Women Gaze
Kayee C, LAU Wai, Anat GIVON, Catherine HENRIETTE
4 March - 25 April 2021
Women
La Galerie chooses to exhibit works by four women photographers. LAU Wai and Kayee C express the unique viewpoints of the new generation. They were both born in Hong Kong and with international experience. Anat Givon and Catherine Henriette were born in Israel and France respectively, and lived in Asia for years. Both nourished their artworks with their former experiences as photojournalists.
Perspectives
The works by LAU Wai and Kayee C show a very personal perspective on our society, questioning both self and social identities. Both artists construct narratives of oneself and the connection with our surroundings through familiar yet uncanny scenarios.
While LAU Wai mixes reality with fictional heroes or past images with reinvented present, Kayee C plays with her own images by setting up fictional scenarios inspired by historical paintings. Both reveal a contemporary questioning: Who are we in our society? What do we expect? And who are we being expected to be?

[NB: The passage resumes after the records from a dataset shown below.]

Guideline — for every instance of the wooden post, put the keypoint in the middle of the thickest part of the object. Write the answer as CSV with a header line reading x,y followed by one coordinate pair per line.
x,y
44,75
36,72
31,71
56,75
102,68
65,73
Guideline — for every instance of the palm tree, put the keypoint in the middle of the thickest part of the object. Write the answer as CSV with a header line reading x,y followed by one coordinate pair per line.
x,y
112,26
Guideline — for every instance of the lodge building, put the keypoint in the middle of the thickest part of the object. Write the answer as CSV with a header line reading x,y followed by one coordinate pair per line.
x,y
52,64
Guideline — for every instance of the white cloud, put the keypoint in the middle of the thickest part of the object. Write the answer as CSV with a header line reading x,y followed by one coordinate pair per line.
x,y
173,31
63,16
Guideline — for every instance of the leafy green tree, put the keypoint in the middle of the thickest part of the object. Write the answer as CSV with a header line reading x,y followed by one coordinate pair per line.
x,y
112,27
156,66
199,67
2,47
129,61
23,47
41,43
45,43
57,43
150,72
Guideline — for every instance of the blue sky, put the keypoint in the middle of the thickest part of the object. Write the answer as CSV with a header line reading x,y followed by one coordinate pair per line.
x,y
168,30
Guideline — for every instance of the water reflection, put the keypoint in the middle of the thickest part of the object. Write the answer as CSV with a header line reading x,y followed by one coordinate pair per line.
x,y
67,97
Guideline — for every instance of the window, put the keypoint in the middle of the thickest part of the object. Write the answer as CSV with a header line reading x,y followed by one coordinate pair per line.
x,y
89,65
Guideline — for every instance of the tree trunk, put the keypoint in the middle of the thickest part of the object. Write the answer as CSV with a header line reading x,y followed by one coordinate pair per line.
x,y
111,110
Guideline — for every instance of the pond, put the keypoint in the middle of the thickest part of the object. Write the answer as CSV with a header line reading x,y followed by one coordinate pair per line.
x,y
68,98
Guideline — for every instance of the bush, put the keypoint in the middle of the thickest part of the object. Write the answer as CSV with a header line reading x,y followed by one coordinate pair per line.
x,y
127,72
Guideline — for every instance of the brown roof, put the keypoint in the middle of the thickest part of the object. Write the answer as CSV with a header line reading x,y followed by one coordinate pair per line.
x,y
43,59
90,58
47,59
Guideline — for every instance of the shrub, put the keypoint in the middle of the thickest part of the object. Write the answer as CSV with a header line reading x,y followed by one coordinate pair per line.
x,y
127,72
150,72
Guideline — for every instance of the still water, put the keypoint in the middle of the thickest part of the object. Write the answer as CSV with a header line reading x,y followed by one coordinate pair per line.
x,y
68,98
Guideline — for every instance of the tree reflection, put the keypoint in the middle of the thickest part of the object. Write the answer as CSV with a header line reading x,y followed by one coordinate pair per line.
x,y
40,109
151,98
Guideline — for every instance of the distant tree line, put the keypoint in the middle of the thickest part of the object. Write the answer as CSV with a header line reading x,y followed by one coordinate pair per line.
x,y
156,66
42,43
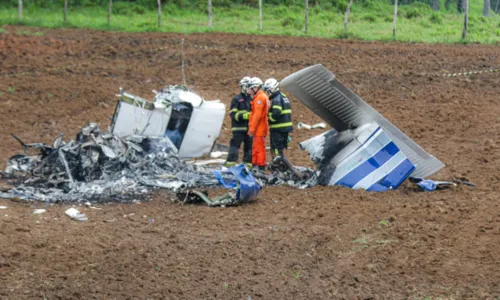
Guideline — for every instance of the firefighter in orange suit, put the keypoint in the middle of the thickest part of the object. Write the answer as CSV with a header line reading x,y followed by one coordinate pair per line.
x,y
258,122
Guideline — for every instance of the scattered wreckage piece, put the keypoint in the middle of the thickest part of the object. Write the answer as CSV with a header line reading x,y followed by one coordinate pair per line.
x,y
302,125
364,150
192,123
242,180
430,185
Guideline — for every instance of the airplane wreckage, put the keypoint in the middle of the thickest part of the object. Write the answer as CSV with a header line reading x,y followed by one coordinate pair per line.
x,y
149,143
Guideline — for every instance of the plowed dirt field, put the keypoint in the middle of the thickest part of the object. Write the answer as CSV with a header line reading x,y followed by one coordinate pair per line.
x,y
320,243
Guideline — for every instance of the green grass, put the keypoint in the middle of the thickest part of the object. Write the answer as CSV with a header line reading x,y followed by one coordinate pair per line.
x,y
369,21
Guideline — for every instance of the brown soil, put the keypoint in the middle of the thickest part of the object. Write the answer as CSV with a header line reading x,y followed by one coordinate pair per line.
x,y
321,243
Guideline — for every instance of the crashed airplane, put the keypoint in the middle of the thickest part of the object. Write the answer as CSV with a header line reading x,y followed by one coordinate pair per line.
x,y
364,150
190,122
147,143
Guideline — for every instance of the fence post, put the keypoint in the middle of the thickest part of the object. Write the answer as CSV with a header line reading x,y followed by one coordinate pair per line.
x,y
307,15
20,9
65,11
159,13
260,15
110,9
395,17
346,19
209,13
466,19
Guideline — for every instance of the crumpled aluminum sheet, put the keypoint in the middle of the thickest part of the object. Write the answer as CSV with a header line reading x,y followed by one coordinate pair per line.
x,y
101,167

Catherine Henriette and Anat Givon find the inner beauty of our environment and transform our present moment into art pieces, revealing its inner value. Catherine Henriette questions our modern changes and enhances the beauty of China, while Anat Givon researches pure aesthetic emotion immersed in the vibrant city of Hong Kong.
The field of photography has long been dominated by men. As photojournalists and artists, these four women show their engagement in our contemporary questioning.
Kayee C
Kayee C is a fine art photographer born and raised in Hong Kong before relocating to France a decade ago. She uses techniques of self-portrait and digital composite to create storytelling images to explore the dynamics of relationships on different levels. Her works can be humorous, dramatic or melancholic staging of a variety of human interactions.

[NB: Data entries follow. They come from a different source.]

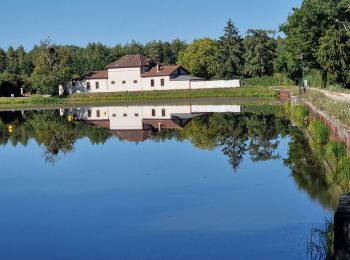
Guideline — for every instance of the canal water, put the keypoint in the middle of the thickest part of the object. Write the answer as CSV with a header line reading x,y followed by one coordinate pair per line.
x,y
158,182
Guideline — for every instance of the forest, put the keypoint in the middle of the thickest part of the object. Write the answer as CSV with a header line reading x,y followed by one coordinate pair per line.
x,y
313,43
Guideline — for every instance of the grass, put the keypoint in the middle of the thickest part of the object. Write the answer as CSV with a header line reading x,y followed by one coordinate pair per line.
x,y
338,109
298,114
319,132
334,151
343,172
98,98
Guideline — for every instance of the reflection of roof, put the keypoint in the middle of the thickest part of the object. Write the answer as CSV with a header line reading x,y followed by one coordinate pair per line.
x,y
99,123
132,135
163,71
186,77
97,75
166,123
131,61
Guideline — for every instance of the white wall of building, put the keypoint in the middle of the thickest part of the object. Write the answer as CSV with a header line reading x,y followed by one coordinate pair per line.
x,y
102,85
124,79
215,84
96,113
168,84
126,118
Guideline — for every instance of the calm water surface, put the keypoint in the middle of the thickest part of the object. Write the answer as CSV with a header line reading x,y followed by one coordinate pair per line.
x,y
161,182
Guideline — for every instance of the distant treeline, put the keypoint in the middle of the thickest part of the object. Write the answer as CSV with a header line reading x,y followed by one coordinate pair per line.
x,y
316,45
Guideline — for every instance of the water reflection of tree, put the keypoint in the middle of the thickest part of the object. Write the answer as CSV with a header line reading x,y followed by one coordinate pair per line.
x,y
309,173
236,134
54,133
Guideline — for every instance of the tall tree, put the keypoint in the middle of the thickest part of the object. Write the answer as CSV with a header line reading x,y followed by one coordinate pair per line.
x,y
2,60
231,53
52,68
259,53
334,55
201,58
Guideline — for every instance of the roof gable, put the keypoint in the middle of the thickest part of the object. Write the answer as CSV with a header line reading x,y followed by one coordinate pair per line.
x,y
131,61
96,75
163,71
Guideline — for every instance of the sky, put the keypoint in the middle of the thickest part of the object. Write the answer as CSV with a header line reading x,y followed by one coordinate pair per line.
x,y
79,22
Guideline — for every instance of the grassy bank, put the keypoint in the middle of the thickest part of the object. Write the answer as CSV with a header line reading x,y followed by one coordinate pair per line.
x,y
332,152
98,98
337,109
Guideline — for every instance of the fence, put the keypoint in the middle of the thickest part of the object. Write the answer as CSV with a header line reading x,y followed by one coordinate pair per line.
x,y
215,84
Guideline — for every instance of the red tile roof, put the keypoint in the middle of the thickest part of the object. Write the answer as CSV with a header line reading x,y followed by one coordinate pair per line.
x,y
97,75
163,71
166,123
131,61
99,123
136,136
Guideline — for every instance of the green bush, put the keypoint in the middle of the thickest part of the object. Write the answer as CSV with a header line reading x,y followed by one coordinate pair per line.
x,y
315,79
298,114
319,132
277,79
334,151
343,173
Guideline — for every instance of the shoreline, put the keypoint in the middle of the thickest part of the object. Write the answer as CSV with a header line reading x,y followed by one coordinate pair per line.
x,y
138,97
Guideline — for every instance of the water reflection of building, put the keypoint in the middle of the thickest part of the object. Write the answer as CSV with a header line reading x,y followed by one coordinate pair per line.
x,y
137,123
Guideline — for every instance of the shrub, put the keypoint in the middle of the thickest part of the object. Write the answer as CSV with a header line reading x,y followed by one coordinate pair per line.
x,y
343,173
298,114
319,132
334,151
277,79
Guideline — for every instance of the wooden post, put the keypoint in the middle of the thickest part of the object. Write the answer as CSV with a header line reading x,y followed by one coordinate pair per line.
x,y
342,228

Her favourite subject above all is the paradox between social disconnect and our desire to belong. She attempts to offer a critical, offbeat and sometimes poetic look on the way we relate to each other. Kayee’s works can be seen as a whole narrative piece in which each element tells its own story. Many of the photos were inspired by classical paintings.
Kayee’s works were exhibited in Rome, Venice (Italy) and Glasgow (Scotland) in 2020.
Lau Wai
Born in Hong Kong, Lau Wai currently lives and works in New York and Hong Kong. Her work utilizes photography, video, drawing, and installation exploring the multilateral constructions of identity in relation to race, gender, and the notion of belonging. She attempts to investigate how history, fiction, personal memory, and virtuality collided in the process of identity formation through personal and historical archives, cinematic imagery, popular culture, and digital media.

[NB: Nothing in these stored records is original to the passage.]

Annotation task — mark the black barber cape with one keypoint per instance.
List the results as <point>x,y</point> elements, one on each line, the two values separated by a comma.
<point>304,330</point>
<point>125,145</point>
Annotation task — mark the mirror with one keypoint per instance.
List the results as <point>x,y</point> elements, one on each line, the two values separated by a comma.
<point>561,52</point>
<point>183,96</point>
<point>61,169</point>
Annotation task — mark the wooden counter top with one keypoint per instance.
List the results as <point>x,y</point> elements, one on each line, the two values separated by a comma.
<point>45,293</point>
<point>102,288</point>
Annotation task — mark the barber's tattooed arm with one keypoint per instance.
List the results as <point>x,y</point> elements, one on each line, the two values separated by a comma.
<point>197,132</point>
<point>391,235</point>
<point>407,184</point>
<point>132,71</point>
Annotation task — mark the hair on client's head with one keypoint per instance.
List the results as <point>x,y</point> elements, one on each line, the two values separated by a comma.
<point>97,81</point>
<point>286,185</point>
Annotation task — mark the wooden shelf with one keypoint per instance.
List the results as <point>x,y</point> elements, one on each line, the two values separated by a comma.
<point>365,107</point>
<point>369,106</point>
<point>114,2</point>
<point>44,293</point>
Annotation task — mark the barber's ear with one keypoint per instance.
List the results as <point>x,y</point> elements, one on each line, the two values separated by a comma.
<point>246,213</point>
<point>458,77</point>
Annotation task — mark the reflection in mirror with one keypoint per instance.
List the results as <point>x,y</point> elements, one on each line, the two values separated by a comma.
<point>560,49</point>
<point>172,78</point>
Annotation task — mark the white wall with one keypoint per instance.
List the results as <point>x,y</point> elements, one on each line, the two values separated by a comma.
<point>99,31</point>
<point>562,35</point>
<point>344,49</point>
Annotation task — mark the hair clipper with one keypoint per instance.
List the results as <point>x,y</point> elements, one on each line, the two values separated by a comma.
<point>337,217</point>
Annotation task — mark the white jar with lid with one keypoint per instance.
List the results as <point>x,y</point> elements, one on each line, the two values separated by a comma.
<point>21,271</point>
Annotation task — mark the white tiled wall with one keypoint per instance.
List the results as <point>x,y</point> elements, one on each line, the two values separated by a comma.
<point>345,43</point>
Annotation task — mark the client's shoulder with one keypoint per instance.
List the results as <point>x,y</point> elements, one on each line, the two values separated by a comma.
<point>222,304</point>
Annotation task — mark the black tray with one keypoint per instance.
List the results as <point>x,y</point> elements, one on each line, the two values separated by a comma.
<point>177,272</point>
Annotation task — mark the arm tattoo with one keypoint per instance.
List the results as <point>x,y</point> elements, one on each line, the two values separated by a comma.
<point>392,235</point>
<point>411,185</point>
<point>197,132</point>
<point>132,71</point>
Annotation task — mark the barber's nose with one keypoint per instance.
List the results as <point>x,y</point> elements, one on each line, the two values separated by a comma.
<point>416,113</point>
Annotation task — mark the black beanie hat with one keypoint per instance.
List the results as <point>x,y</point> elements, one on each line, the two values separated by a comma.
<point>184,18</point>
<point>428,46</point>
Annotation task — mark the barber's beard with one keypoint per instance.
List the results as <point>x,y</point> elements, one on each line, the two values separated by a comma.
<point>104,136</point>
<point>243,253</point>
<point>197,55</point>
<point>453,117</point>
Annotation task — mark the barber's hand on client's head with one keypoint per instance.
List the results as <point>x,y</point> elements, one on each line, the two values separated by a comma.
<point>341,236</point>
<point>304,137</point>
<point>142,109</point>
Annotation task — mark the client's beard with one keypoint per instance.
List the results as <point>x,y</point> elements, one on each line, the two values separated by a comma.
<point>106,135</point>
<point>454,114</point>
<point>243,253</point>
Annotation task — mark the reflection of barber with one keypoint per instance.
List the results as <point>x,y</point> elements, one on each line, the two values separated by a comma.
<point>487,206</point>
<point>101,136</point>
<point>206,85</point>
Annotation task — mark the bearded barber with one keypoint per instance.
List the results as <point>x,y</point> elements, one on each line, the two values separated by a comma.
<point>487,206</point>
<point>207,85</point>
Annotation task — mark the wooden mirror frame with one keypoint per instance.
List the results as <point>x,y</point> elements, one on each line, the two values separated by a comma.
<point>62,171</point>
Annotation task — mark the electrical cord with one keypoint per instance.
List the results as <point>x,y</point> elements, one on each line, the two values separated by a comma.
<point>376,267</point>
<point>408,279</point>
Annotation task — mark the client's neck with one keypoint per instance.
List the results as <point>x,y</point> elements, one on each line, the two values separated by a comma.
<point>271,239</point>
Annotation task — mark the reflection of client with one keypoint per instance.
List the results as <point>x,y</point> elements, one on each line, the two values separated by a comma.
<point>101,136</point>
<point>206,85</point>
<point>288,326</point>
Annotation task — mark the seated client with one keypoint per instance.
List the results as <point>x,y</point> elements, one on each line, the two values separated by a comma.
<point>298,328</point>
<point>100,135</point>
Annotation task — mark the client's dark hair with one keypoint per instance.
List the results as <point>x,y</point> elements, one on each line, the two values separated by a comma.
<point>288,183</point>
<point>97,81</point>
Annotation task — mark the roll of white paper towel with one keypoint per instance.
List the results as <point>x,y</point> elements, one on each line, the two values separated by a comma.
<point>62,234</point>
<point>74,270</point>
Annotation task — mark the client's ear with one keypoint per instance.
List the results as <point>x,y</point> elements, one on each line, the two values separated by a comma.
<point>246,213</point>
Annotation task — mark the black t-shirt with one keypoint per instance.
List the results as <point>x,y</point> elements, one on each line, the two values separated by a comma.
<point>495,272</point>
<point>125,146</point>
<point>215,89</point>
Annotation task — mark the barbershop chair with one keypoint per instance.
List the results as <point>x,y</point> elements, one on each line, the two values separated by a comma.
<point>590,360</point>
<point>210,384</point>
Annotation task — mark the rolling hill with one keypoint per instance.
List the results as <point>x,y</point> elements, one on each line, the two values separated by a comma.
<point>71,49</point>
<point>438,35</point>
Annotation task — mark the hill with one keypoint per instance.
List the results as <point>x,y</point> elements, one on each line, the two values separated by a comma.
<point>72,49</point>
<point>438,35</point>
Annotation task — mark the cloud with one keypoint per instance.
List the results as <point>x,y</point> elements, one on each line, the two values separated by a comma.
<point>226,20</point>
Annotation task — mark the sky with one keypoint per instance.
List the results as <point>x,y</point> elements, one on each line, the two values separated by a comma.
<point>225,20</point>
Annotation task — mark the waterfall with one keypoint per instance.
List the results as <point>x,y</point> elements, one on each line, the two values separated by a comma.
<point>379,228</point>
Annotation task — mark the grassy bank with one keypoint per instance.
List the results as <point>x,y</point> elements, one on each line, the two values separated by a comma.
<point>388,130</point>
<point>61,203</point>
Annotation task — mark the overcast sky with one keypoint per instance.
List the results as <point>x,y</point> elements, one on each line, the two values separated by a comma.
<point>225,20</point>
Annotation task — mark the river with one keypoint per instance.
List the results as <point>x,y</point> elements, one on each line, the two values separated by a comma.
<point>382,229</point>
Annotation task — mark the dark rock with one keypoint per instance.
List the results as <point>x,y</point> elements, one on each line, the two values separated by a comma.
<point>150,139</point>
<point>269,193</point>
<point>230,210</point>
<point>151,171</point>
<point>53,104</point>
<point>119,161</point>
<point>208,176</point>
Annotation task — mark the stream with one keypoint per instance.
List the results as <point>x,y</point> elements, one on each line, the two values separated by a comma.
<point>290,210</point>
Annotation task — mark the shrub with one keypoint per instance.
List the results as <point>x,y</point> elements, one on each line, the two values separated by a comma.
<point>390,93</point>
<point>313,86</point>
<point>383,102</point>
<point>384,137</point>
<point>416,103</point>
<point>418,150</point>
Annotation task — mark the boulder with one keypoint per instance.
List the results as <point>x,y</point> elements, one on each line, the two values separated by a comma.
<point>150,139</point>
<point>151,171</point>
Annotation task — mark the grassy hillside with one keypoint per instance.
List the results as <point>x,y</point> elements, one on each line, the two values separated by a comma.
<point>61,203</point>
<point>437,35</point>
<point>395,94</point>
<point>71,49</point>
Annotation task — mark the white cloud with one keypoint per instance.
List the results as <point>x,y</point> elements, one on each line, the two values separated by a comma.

Lau’s work are in the permanent collections at M+ (Hong Kong); The Museum of Fine Arts, Houston (United States), among others. She has exhibited in Europe, Asia, and the United States, including Kunstmuseum Brandts (Denmark); Power Station of Art (Shanghai); Para Site (Hong Kong); Tai Kwun Contemporary (Hong Kong); Kuandu Biennale (Taiwan); Echigo-Tsumari Art Triennale (Japan); The Museum of Fine Arts, Houston (United States) and Yokohama Triennale 2020 (Japan), among others.
Anat Givon
Born in Israel, Anat Givon came to Hong Kong as a press photographer to cover the 1997 Handover. She now lives and works in Hong Kong.
Having also reported from conflict zones and documenting anything from violent conflicts through politics and economics, to sports, in the Middle East and throughout South East Asia; many of Anat’s pictures have told the world of some harrowing stories. After years of witnessing and portraying violence, death and destruction as well as growth and development through her camera lens, Anat now uses her talent and passion to create innovative pieces of art that are subjective and can be enjoyed as personal interpretations rather than “objective” journalistic accounts.
"From photojournalism I learnt the discipline of capturing an event in one frame taken at the exact, decisive moment when as many of the story’s elements are assembled in the viewfinder (…) But then I wanted to do more, I wanted to take the captured image further, I wanted it to convey to the viewer what I felt at the moment of taking the picture. That’s where I depart from the objectivity of photojournalism and the use of digital tools enters the picture.”
Combining and manipulating images through digital art Anat introduces, a somewhat surrealistic twist to her distinctive work whilst still relying on basic photographic aesthetics of proportions within a set frame, play of light and shadow, saturated colours or monochromes, to transform images into unique art.